Şerh Konulan Maddelerin İçeriği
Türkiye’nin çekince belirttiği maddeler, özellikle deniz yoluyla yapılabilecek askeri sevkiyatları hedef alıyor. ANKA haber ajansına göre ilgili maddeler şunları içeriyor:
- Madde 2: Gemilerin İsrail’e silah, mühimmat ve benzeri malzemeleri taşıma riski bulunduğunda, limanlara girişlerinin, demirlemelerinin ve hizmet almalarının engellenmesi. Bu tedbirin uygulanmasında UNCLOS dahil olmak üzere ilgili uluslararası hukuka tam uyum sağlanması isteniyor.
- Madde 3: Türk bayraklı gemilerle İsrail’e silah ve benzeri malzemelerin taşınmasının önlenmesi ve ihlal durumunda bayraktan çıkarma dahil yaptırımların uygulanması. Bu süreçte de yine UNCLOS dahil uluslararası hukuka tam riayet edilmesi gerektiği belirtiliyor.

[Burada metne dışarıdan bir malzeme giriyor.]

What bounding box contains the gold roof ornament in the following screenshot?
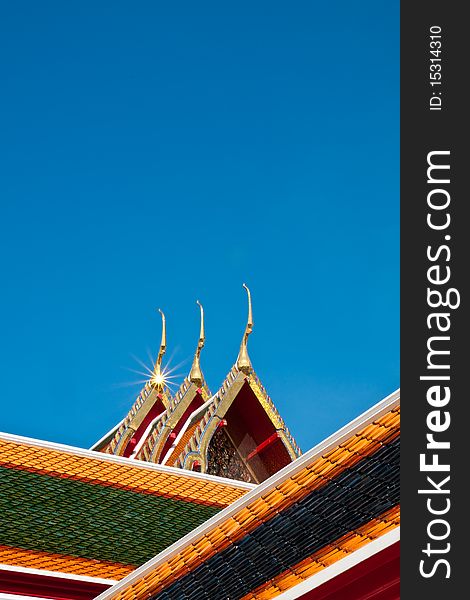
[189,300,206,387]
[151,308,166,392]
[237,283,253,375]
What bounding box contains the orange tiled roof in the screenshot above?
[95,394,400,600]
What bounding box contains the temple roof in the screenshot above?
[93,284,301,483]
[93,392,400,600]
[0,434,253,580]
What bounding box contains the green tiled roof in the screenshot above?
[0,467,220,565]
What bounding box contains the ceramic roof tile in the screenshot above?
[99,399,400,600]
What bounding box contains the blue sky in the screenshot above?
[0,0,399,450]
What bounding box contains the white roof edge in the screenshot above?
[276,527,400,600]
[0,431,256,490]
[0,563,118,585]
[95,389,400,600]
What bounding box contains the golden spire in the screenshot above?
[189,300,206,386]
[237,283,253,375]
[151,308,166,392]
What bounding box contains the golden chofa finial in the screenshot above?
[151,308,166,392]
[237,283,253,375]
[189,300,206,387]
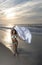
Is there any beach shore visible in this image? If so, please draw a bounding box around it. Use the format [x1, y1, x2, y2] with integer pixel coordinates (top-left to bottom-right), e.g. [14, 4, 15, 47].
[0, 35, 42, 65]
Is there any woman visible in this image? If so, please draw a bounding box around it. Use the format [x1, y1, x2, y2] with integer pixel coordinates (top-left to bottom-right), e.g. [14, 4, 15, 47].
[11, 29, 18, 55]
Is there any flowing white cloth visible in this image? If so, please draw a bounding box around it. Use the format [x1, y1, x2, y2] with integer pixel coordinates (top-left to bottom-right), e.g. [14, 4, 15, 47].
[14, 26, 32, 43]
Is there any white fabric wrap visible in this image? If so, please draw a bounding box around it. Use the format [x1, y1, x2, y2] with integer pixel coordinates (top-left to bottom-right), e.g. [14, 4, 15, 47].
[14, 26, 32, 43]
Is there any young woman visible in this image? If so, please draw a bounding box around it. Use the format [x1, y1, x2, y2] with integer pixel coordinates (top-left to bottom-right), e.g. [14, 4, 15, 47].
[11, 29, 18, 55]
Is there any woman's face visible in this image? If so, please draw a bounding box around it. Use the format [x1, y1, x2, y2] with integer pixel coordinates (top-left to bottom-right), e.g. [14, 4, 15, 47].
[13, 30, 15, 34]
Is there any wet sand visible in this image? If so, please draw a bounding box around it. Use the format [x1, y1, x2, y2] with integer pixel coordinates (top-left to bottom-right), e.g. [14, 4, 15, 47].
[0, 34, 42, 65]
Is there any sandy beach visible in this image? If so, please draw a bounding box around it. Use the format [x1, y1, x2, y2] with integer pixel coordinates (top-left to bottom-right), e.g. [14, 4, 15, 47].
[0, 34, 42, 65]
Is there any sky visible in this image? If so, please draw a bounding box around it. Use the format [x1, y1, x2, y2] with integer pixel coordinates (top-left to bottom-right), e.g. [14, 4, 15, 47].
[0, 0, 42, 24]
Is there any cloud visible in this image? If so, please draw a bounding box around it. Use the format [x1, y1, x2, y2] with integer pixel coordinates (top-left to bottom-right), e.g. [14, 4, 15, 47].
[0, 0, 42, 23]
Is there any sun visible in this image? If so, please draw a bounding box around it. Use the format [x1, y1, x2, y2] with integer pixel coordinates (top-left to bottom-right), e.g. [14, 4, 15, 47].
[4, 8, 16, 19]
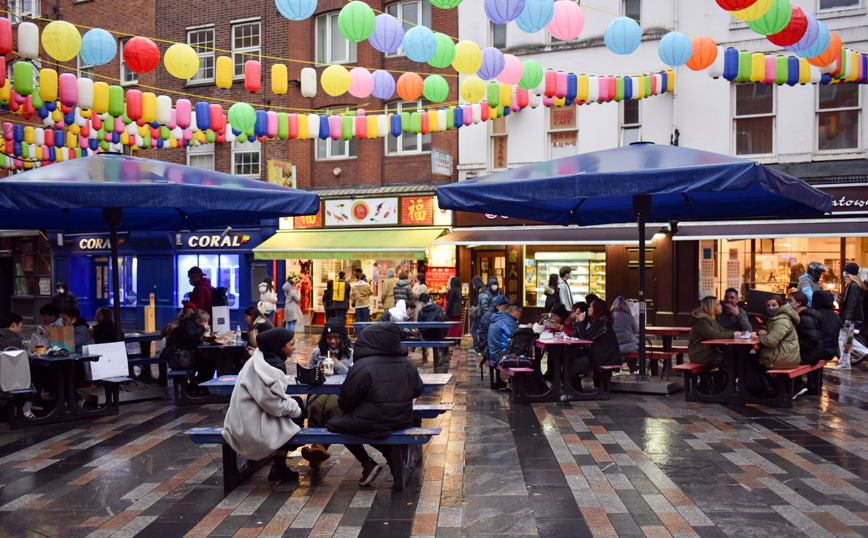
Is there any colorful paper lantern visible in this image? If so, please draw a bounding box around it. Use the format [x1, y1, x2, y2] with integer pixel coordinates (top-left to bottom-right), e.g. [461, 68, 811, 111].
[687, 36, 719, 71]
[422, 75, 449, 103]
[124, 37, 160, 73]
[496, 54, 524, 85]
[459, 75, 485, 103]
[368, 13, 404, 54]
[546, 0, 588, 41]
[657, 32, 693, 67]
[428, 32, 455, 68]
[404, 25, 438, 63]
[320, 65, 350, 97]
[747, 0, 793, 36]
[397, 71, 425, 101]
[452, 41, 482, 75]
[274, 0, 317, 21]
[603, 17, 642, 54]
[482, 0, 525, 24]
[338, 0, 377, 43]
[515, 0, 555, 34]
[42, 21, 81, 62]
[476, 47, 506, 80]
[349, 67, 374, 99]
[81, 28, 118, 65]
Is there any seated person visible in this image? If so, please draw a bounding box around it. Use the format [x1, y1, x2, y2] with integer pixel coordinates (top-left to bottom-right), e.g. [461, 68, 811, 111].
[301, 318, 353, 471]
[326, 323, 424, 486]
[720, 288, 751, 330]
[60, 306, 93, 353]
[222, 326, 302, 482]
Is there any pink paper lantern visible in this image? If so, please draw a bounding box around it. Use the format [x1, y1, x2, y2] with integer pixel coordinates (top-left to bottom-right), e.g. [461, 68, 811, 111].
[497, 54, 524, 86]
[546, 0, 585, 41]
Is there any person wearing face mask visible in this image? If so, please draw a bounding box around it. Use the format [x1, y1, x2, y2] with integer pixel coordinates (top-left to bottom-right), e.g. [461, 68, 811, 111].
[51, 282, 78, 312]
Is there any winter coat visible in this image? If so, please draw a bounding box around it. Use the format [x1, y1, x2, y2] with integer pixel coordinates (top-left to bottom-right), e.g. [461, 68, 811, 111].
[283, 281, 301, 321]
[350, 280, 374, 308]
[326, 323, 424, 439]
[612, 312, 639, 355]
[760, 304, 801, 369]
[446, 276, 462, 318]
[223, 349, 301, 460]
[573, 318, 621, 367]
[814, 290, 844, 361]
[687, 315, 735, 364]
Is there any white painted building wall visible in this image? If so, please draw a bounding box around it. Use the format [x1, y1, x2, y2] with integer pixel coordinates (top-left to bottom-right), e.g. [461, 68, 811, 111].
[457, 0, 868, 179]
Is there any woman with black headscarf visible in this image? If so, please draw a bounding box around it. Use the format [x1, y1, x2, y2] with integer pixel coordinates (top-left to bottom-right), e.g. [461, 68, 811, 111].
[223, 328, 302, 482]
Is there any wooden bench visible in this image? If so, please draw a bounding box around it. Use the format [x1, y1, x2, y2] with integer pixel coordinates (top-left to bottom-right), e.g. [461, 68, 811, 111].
[184, 427, 442, 491]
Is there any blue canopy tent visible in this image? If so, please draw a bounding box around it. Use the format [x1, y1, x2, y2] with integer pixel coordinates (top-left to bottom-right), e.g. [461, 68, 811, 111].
[437, 143, 832, 378]
[0, 154, 319, 332]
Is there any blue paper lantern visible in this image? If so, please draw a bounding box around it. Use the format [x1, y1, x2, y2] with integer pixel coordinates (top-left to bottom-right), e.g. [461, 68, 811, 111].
[603, 17, 642, 54]
[274, 0, 316, 21]
[403, 26, 437, 63]
[482, 0, 524, 24]
[79, 28, 118, 65]
[368, 13, 404, 54]
[657, 32, 693, 67]
[476, 47, 506, 80]
[515, 0, 555, 34]
[371, 69, 395, 99]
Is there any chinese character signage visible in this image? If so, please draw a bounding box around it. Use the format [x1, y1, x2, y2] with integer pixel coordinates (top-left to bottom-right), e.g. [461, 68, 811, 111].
[401, 196, 434, 225]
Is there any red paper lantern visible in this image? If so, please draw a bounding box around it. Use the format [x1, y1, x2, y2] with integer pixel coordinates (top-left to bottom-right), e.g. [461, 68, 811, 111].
[124, 37, 160, 73]
[768, 6, 808, 47]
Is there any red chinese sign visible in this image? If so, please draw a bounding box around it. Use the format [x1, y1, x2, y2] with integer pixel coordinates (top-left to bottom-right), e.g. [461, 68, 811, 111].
[401, 196, 434, 225]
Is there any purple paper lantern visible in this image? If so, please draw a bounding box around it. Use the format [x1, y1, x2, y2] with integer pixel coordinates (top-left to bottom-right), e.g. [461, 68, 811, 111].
[371, 69, 395, 99]
[476, 47, 506, 80]
[368, 13, 404, 54]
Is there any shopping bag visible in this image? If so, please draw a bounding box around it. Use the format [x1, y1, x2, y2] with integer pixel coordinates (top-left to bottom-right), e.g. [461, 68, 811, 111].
[48, 326, 75, 353]
[0, 349, 30, 392]
[82, 342, 130, 381]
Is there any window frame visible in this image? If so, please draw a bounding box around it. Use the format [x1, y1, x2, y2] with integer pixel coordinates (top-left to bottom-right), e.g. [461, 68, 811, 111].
[186, 24, 214, 84]
[731, 82, 778, 158]
[231, 17, 262, 80]
[384, 99, 432, 157]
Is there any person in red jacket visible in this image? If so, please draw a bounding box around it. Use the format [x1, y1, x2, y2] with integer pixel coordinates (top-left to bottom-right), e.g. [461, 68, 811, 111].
[187, 267, 214, 319]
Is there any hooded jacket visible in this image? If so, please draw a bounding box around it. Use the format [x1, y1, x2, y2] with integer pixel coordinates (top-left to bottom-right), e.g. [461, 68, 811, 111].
[760, 304, 801, 369]
[814, 290, 844, 361]
[223, 349, 301, 460]
[687, 315, 735, 364]
[326, 323, 424, 439]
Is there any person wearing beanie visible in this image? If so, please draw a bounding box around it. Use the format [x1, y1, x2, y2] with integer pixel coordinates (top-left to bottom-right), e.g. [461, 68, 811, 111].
[301, 318, 353, 471]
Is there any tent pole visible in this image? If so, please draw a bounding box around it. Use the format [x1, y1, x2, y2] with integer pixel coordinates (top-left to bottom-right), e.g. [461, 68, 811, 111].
[102, 207, 124, 342]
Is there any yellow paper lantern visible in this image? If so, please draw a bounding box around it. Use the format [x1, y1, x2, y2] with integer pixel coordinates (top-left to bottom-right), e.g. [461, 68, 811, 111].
[320, 65, 350, 97]
[42, 21, 81, 62]
[452, 41, 482, 75]
[163, 43, 199, 80]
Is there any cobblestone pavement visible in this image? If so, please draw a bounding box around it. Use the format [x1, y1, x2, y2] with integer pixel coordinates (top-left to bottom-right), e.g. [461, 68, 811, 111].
[0, 336, 868, 538]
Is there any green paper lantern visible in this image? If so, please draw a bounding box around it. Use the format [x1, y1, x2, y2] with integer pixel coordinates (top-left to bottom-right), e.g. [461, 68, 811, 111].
[428, 32, 455, 68]
[422, 75, 449, 103]
[747, 0, 793, 35]
[518, 60, 543, 90]
[338, 0, 377, 43]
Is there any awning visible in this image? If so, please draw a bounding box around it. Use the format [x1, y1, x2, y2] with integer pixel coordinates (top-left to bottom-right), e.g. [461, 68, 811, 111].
[253, 228, 444, 260]
[433, 224, 661, 246]
[672, 219, 868, 241]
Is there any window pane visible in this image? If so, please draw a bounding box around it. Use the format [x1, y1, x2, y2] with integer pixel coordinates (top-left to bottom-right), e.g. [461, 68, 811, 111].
[735, 82, 774, 116]
[735, 117, 774, 155]
[817, 110, 859, 151]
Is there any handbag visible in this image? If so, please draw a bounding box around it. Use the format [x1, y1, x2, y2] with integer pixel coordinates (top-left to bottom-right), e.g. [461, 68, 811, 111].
[295, 363, 325, 390]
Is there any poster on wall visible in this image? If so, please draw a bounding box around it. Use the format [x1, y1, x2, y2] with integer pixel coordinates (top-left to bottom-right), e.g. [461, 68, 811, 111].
[325, 197, 398, 226]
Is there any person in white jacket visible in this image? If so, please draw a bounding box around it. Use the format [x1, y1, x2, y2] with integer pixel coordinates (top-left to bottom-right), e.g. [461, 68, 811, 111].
[223, 328, 302, 482]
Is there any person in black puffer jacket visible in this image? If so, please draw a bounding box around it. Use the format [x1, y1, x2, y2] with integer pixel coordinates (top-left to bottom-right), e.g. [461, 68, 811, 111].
[326, 322, 424, 486]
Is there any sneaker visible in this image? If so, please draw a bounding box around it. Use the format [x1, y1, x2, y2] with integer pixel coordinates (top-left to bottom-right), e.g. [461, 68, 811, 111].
[359, 459, 383, 486]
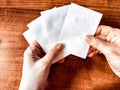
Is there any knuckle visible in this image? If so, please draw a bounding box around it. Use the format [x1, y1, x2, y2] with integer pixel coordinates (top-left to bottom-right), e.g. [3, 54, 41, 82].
[50, 49, 57, 57]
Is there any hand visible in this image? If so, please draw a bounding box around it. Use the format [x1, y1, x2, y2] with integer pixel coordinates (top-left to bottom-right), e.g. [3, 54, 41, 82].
[19, 41, 63, 90]
[85, 25, 120, 77]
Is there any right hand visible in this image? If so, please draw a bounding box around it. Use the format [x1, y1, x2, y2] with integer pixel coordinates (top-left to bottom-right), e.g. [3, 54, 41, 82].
[85, 25, 120, 77]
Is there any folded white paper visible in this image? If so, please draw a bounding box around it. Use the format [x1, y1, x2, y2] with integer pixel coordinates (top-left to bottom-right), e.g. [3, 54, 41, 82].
[23, 3, 102, 63]
[41, 5, 69, 48]
[59, 3, 102, 58]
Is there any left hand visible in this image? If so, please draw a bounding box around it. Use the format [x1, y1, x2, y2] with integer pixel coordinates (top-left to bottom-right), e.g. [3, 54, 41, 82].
[19, 41, 63, 90]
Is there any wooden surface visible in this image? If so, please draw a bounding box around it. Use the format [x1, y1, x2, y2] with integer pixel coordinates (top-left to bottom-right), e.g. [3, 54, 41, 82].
[0, 0, 120, 90]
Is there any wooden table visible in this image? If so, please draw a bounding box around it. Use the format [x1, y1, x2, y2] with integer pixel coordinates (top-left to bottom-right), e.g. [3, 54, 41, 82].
[0, 0, 120, 90]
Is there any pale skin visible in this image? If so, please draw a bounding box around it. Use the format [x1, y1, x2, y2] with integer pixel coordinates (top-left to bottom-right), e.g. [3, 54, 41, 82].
[19, 25, 120, 90]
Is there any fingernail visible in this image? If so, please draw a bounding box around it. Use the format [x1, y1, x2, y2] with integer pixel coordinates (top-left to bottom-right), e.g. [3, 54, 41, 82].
[56, 43, 64, 50]
[84, 35, 92, 43]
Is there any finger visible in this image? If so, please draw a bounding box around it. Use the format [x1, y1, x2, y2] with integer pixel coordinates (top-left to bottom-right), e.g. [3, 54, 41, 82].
[85, 35, 110, 53]
[88, 50, 99, 57]
[88, 46, 96, 54]
[29, 40, 45, 58]
[95, 25, 113, 36]
[42, 44, 63, 64]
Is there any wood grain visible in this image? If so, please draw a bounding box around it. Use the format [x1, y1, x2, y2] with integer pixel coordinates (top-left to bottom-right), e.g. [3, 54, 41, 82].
[0, 0, 120, 90]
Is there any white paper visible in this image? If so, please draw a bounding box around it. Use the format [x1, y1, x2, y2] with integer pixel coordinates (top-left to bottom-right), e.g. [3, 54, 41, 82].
[59, 3, 102, 59]
[41, 5, 69, 47]
[23, 3, 102, 63]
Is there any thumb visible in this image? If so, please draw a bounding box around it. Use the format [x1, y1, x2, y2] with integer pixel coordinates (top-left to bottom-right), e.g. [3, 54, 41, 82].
[42, 43, 63, 64]
[85, 35, 110, 54]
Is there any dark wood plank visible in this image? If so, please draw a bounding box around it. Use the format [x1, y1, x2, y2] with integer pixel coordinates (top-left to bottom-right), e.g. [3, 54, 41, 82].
[0, 0, 120, 90]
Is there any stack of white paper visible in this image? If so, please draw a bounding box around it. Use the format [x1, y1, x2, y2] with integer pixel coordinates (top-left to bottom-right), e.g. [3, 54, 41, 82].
[23, 3, 102, 63]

Türkiye Neden UNCLOS Maddelerine Şerh Koydu?
Peki, Türkiye’nin bu kararı almasının ardındaki stratejik neden nedir? Dışişleri kaynaklarına göre, sorunun temelinde bildirinin 2. ve 3. maddelerinde yer alan ‘UNCLOS’a tam riayet’ vurgusu yatıyor.
Türkiye, 1982 tarihli Birleşmiş Milletler Deniz Hukuku Sözleşmesi’ne taraf bir ülke değil. Ankara, sözleşmenin özellikle Ege Denizi’ndeki kara suları, kıta sahanlığı ve adaların deniz yetki alanları gibi konularda Türkiye’nin ulusal çıkarlarına aykırı hükümler içerdiğini savunuyor. Bu sebeple Türkiye, UNCLOS’u imzalamamış ve sözleşmeye atıf yapılan uluslararası belgelere karşı mesafeli bir tutum sergilemiştir.
Diplomatik kaynaklar, bu şerhin temel amacının, Ege ve Doğu Akdeniz’deki deniz yetki alanlarına ilişkin Türkiye’nin köklü hukuki tutumunu zayıflatabilecek bir emsal oluşturmamak olduğunu belirtiyor. Dışişleri Bakanı Hakan Fidan da daha önceki bir açıklamasında, UNCLOS atfı nedeniyle bu iki maddeye çekince konulduğunu doğrulamıştı.